Sócrates terá arrecadado 34 milhões de euros de proveniência ilícita, 24 milhões dos quais foram encaminhados para contas na Suíça detidas pelo amigo de infância Carlos Santos Silva, tendo grande parte do dinheiro regressado a Portugal no início desta década ao abrigo de um dos dois RERT (Regime Excecional de Regularização Tributária) aprovados pelo Executivo de Sócrates para recuperação de capitais nacionais depositados no estrangeiro, isentando-os da quase totalidade do imposto devido. O dinheiro terá sido usado por Sócrates para as mais diversas despesas.
Segundo a acusação, os 34 milhões de euros integram fundos de diversas origens: 21 milhões em entidades do Grupo Espírito Santo (GES), pagos para contas na Suíça, entre 2006 e 2009; 2,8 milhões com origem no Grupo Lena, pagos através do arguido Joaquim Barroca entre 2007 e 2008; e um milhão de euros em receitas desviadas de sociedades do grupo Vale do Lobo, por ordem dos arguidos Diogo Gaspar Ferreira e Rui Horta e Costa, através de uma conta na Suíça de Barroca, em 2008.

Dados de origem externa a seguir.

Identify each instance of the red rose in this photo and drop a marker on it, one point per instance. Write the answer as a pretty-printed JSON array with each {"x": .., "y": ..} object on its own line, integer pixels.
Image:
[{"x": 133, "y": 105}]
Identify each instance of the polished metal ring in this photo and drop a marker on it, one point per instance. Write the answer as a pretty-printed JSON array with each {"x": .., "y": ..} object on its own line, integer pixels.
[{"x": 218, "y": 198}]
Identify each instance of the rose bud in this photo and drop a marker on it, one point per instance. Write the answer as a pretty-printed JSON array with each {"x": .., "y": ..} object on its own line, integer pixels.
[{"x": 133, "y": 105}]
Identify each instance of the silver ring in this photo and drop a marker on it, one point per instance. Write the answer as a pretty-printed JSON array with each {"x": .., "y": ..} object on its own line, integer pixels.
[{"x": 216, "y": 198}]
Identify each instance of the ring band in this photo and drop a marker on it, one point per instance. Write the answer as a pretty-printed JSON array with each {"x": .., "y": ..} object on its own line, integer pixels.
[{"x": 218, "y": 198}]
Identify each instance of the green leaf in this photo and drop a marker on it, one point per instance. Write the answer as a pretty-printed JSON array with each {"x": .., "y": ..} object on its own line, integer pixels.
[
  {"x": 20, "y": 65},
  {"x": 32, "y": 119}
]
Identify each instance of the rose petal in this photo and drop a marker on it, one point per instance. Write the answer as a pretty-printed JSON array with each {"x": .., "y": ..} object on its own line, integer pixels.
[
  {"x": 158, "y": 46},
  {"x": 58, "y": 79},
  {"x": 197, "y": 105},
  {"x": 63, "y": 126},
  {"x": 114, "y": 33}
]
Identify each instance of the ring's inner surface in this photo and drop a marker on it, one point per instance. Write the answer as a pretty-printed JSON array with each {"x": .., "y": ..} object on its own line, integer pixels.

Dois dias antes do arranque do julgamento, o antigo primeiro-ministro José Sócrates apresentou nesta terça-feira, em Bruxelas, uma queixa-crime contra o Estado português no Tribunal dos Direitos do Homem relativa à Operação Marquês, da qual é acusado.
O antigo primeiro-ministro José Sócrates considerou nesta terça-feira, 1 de julho, que um “lapso de escrita” que, em 2024, reavivou o processo Operação Marquês, que “estava morto”, foi a “gota de água” que levou à apresentação de uma queixa contra o Estado português no Tribunal Europeu dos Direitos Humanos (TEDH).
Em conferência de imprensa, em Bruxelas, ladeado pelo advogado Christophe Marchand, o antigo primeiro-ministro considerou que o “lapso de escrita” é “uma artimanha que serviu apenas para manipular os prazos de prescrição e querer levar” o processo a julgamento.
Sócrates considerou “igualmente extraordinário” que o referido “lapso de escrita” tenha demorado “quatro anos a ser identificado”, visto que a acusação foi apresentada em 2017 e o lapso invocado em 2021.
O antigo primeiro-ministro denuncia que “em 2021, o Tribunal de Instrução considerou todas as alegações do processo Marquês como fantasiosas e especulativas. Foi essa a decisão do juiz Ivo Rosa. E considerou também que todos os crimes da acusação estavam prescritos. Quatro anos depois, em 2024, um Tribunal da Relação, com dois juízes, inventou um lapso de escrita. Mudaram o crime de acusação e manipularam os prazos de prescrição”.
Quatro anos depois da decisão instrutória do juiz Ivo Rosa, José Sócrates defende que as juízas “inventaram um lapso de escrita”, acrescentando que houve mais duas razões para a apresentação no TEDH, nomeadamente, o direito que disse que foi sonegado de a conduta do antigo primeiro-ministro ser avaliada por um “tribunal previsto na lei”; e o que apelidou de uma “campanha de difamação” promovida pelos órgãos de comunicação social.